Re: Question


Virgil wrote:
In article <1146845383.856952.102270@xxxxxxxxxxxxxxxxxxxxxxxxxxxx>,
"zuhair" <zaljohar@xxxxxxxxx> wrote:

Virgil wrote:
In article <1146742858.929914.154140@xxxxxxxxxxxxxxxxxxxxxxxxxxxx>,
"zuhair" <zaljohar@xxxxxxxxx> wrote:

Virgil wrote:

You say that 0.9999........ equals one.

Let me pose a simple argument against that.

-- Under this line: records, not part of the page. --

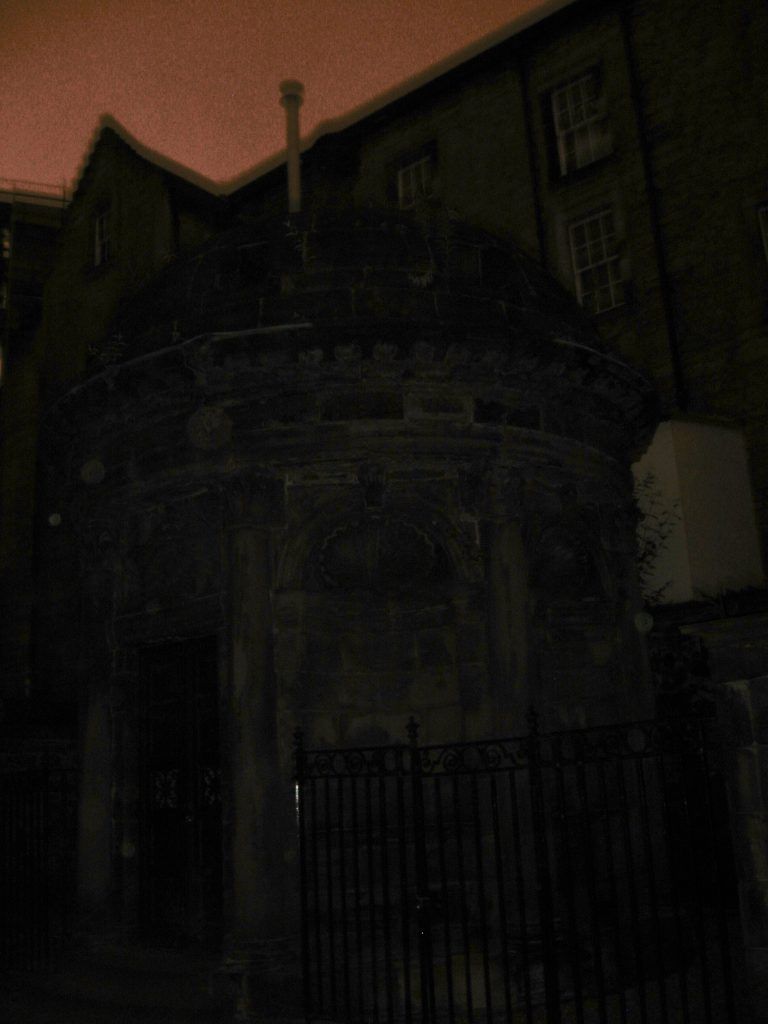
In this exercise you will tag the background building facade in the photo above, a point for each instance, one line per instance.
(231, 427)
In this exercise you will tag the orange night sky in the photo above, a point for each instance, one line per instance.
(197, 80)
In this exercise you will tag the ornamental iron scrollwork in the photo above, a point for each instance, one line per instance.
(630, 741)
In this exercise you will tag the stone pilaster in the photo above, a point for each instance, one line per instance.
(258, 912)
(499, 508)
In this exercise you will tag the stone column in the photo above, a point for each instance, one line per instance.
(260, 929)
(94, 813)
(507, 601)
(94, 854)
(744, 722)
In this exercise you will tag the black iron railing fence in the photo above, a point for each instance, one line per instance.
(571, 877)
(37, 855)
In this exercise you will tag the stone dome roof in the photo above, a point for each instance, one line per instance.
(356, 275)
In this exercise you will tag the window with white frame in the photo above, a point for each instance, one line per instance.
(101, 238)
(415, 180)
(763, 221)
(579, 117)
(594, 253)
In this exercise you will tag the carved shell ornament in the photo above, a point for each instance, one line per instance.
(378, 553)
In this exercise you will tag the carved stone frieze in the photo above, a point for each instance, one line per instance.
(209, 428)
(495, 492)
(378, 553)
(254, 499)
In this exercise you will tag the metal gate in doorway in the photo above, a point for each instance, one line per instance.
(38, 792)
(577, 877)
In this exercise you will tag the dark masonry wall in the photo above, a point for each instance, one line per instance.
(374, 460)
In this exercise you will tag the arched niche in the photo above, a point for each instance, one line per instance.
(382, 620)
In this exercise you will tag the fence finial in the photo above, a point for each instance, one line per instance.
(413, 731)
(298, 750)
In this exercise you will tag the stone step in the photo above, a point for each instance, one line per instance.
(132, 985)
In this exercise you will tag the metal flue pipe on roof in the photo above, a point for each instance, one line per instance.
(292, 96)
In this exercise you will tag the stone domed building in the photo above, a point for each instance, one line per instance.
(330, 473)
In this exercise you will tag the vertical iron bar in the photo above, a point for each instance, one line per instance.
(372, 897)
(501, 895)
(567, 877)
(300, 765)
(720, 876)
(633, 891)
(544, 879)
(611, 875)
(315, 887)
(652, 893)
(672, 857)
(423, 914)
(329, 893)
(357, 902)
(481, 895)
(404, 902)
(589, 849)
(444, 897)
(697, 908)
(385, 898)
(343, 900)
(520, 885)
(463, 890)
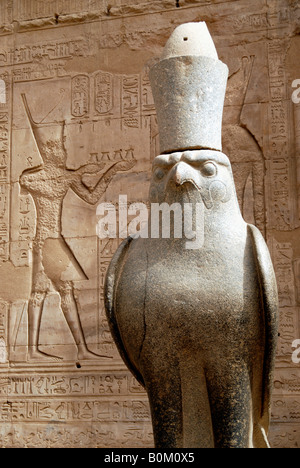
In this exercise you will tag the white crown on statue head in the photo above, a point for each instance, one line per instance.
(189, 85)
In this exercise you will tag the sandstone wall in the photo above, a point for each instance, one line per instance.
(78, 127)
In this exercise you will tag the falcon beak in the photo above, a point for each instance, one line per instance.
(183, 174)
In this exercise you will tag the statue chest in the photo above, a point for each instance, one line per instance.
(206, 295)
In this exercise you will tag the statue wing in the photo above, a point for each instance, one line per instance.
(271, 314)
(110, 296)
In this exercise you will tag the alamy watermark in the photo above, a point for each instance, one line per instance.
(2, 92)
(162, 221)
(296, 353)
(296, 93)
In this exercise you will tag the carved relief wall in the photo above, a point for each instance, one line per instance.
(78, 127)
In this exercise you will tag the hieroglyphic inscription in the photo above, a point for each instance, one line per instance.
(103, 92)
(80, 95)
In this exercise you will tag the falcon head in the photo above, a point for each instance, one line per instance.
(191, 177)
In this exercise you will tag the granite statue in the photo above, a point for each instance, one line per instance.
(198, 326)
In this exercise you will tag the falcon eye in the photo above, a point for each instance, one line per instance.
(209, 169)
(159, 174)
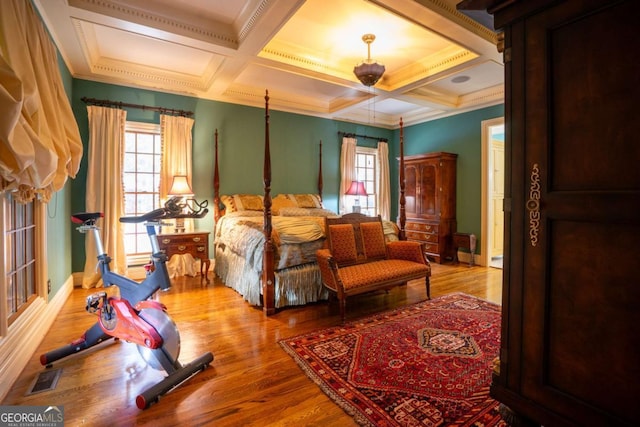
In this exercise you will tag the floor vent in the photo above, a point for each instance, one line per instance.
(45, 381)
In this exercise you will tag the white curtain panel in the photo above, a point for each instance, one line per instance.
(104, 189)
(40, 144)
(383, 191)
(347, 170)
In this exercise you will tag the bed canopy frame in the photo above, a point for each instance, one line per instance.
(268, 271)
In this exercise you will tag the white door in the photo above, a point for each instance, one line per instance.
(497, 197)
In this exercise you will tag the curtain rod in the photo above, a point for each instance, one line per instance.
(353, 135)
(108, 103)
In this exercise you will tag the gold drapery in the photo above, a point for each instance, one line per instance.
(40, 141)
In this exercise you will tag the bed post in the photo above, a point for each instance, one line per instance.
(268, 276)
(320, 172)
(403, 215)
(216, 184)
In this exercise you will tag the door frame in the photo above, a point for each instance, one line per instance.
(486, 223)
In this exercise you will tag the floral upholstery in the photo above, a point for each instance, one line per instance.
(357, 259)
(373, 240)
(343, 243)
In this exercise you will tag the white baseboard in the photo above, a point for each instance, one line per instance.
(26, 334)
(465, 257)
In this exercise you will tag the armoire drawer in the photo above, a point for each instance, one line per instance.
(422, 227)
(422, 237)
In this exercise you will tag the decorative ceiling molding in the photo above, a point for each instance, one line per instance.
(208, 31)
(302, 51)
(449, 11)
(250, 23)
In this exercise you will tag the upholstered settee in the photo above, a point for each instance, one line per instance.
(357, 258)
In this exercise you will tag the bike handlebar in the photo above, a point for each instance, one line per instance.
(173, 208)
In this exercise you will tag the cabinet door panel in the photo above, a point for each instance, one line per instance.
(428, 188)
(582, 222)
(411, 179)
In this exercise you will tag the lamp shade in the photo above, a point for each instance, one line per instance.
(356, 189)
(180, 186)
(369, 71)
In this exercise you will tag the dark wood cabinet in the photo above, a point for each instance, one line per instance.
(430, 194)
(569, 351)
(195, 243)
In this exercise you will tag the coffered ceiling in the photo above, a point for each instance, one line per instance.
(438, 61)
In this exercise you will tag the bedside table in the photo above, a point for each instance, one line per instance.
(196, 244)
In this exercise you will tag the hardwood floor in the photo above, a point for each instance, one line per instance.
(251, 381)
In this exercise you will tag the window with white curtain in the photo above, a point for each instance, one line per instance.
(141, 183)
(367, 171)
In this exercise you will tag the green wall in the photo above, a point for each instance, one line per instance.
(59, 248)
(294, 143)
(460, 134)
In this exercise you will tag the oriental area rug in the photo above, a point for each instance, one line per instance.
(428, 364)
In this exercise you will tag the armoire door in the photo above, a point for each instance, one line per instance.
(570, 342)
(428, 204)
(412, 175)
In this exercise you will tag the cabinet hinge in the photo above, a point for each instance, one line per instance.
(506, 205)
(507, 55)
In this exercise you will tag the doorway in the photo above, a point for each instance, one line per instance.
(492, 227)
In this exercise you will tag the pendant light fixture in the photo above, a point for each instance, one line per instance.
(369, 71)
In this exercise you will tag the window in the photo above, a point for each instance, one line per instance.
(367, 172)
(23, 270)
(141, 183)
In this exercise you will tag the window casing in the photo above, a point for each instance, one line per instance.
(23, 269)
(367, 171)
(141, 184)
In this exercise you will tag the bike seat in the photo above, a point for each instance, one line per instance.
(82, 217)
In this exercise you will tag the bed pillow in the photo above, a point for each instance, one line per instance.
(242, 202)
(281, 201)
(306, 200)
(289, 211)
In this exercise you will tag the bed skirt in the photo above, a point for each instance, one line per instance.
(293, 286)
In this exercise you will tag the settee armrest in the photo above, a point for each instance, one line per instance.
(407, 250)
(328, 269)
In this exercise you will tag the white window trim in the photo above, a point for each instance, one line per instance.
(41, 266)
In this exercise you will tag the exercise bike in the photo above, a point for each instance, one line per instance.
(133, 316)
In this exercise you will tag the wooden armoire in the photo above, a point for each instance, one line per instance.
(430, 194)
(570, 353)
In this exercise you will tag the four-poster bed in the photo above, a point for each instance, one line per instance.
(265, 246)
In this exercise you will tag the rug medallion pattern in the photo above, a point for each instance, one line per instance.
(428, 364)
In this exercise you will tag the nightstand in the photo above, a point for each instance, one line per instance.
(196, 244)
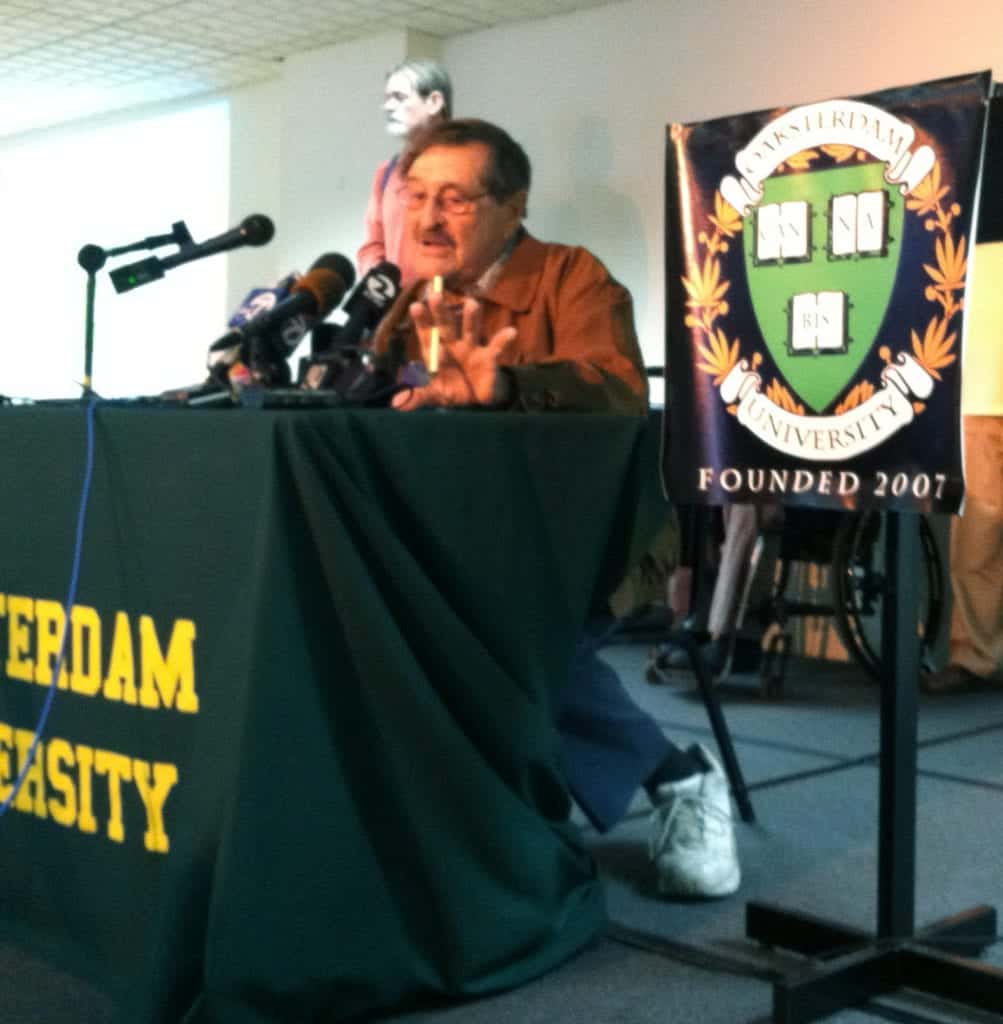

In the process of dividing
one by one
now say it is zero the remainder will be one, now put zero to the right
of that remainder
and of coarse a dot after the zero, the number after the dot will be 9
and the remainder will be 1, the same thing will be repeated, and it is
always with a remainder of 1.

WRONG!

The first "remainder" is 0.1 since it is 0.9 + 0.1 = 1.0.
The second is 0.01, since 0.99 + 0.01 = 1.00
The next is 0.001, since 0.999 + 0.001 = 1.000
So the "remainders" a la Zuhair, converge to zero, and the finite
sequences of nines converge to 1.

Now do you think if you continue that infinitelly the remainder will be
zero.

It converges to zero.

I don't think so

The more fool you.

I agree that it converges to zero, but the question is would it reach
zero.
I don't think it will REACH zero.

The mathematical "value" of a sequence, insofar as any sequence has a
"value", is its *limit*, not necessarily any of the values that it ever
"reaches". Whether any term in that sequence actually equals the limit
is immaterial.

According to Zuhair¹s analysis, decimals exclude the majority of reals.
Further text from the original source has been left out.